Si è scritto che «l’idea del fascismo come parentesi, di una cesura netta tra periodo fascista e Italia repubblicana è errata. O meglio, corrisponde più a un bisogno dei contemporanei di stabilire una distanza tra il fascismo e se stessi, che alla realtà dei fatti». In che modo, e con quali esiti, lo studio di determinati documenti figurativi, o la storia della critica d’arte o (ancora) delle istituzioni e delle politiche culturali e del patrimonio può contribuire a un dibattito che si è fatto via via più ampio a partire dagli anni Sessanta, finendo per coinvolgere le discipline più diverse?

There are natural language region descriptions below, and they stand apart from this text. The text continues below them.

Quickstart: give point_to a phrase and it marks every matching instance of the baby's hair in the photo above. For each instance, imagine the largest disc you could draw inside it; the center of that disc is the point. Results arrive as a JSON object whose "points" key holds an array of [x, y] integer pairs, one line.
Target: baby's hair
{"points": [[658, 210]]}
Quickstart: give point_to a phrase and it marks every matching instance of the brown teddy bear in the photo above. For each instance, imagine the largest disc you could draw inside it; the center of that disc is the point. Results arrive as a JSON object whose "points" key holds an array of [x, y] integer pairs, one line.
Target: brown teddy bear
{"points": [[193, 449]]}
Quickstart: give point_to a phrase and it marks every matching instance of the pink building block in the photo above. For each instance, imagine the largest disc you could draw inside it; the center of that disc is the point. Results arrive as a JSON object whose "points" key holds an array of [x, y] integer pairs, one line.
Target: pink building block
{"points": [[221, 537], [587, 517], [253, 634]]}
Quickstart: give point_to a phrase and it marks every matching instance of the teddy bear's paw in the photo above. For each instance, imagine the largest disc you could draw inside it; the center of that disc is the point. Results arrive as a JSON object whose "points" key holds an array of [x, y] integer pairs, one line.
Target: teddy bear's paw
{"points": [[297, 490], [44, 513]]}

Si tratta oggi, o così almeno sembra, di muovere oltre la fedeltà a autodichiarazioni, memorialistica e testimonianze (“egodocumenti”) per avvicinare le opere in modo più avvertito e critico, riconoscendo che possono esistere, e sono ampiamente documentate, amnesie, autostilizzazioni retrospettive, distorsioni; e che gli “egodocumenti” con cui si ha a che fare, anche alla luce di drammatici mutamenti politici e sociali e delle più urgenti esigenze di riposizionamento individuale, possono essere reticenti. Si è spesso osservato che la storia culturale italiana del Novecento, segnata da profonde cesure politiche, economiche, ideologiche e militari, ha caratteri come di palinsesto: ogni generazione la riscrive mutando “paradigmi” e dizionari. Questo rende più difficile, ma forse anche più affascinante, l’esercizio di ricomposizione e scavo. E’ tuttavia evidente che punti di vista riduttivamente monodisciplinari, considerazioni limitate a una semplice storia dello “stile” e pratiche storiografiche avulse non riusciranno mai a scendere al di sotto della superficie degli eventi o delle circostanze considerate.

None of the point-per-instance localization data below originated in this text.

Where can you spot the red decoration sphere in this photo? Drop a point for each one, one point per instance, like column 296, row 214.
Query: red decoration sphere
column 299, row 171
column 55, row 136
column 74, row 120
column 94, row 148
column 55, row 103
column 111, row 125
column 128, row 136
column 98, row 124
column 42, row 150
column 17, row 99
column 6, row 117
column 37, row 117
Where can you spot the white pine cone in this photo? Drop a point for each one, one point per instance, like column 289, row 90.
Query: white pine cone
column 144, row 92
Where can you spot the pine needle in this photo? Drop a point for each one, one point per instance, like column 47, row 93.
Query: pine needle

Per ragioni storico-sociali, ideologico-politiche e culturali insieme, il gioco tra «resistenza» e «assimilazione», «identità» e internazionalismo è drammatizzato nella storia culturale italiana come mai altrove, tra le due guerre e ancora nel secondo dopoguerra. Ecco che si tratta di interrogarsi in profondità, con strumenti quanto più possibile fini e insieme molteplici e con prospettive anche di lungo periodo, sui temi del «consenso», della «nazione», dell’«identità», dell’«eredità», del «popolo», dell’«impegno» etc. lasciando se possibile da parte posizioni precostituite e cercando invece di ricostruire l’evolvere di inquietudini, miti, “autorappresentazioni nazionali” nel loro rapporto a contesti continentali o planetari di volta in volta diversi - l’Europa del primo dopoguerra, ad esempio, disegnata dalla Società delle nazioni; il «nuovo ordine» negli anni Trenta e primi Quaranta; il contesto atlantico del secondo dopoguerra; la Guerra Fredda; gli anni della contestazione.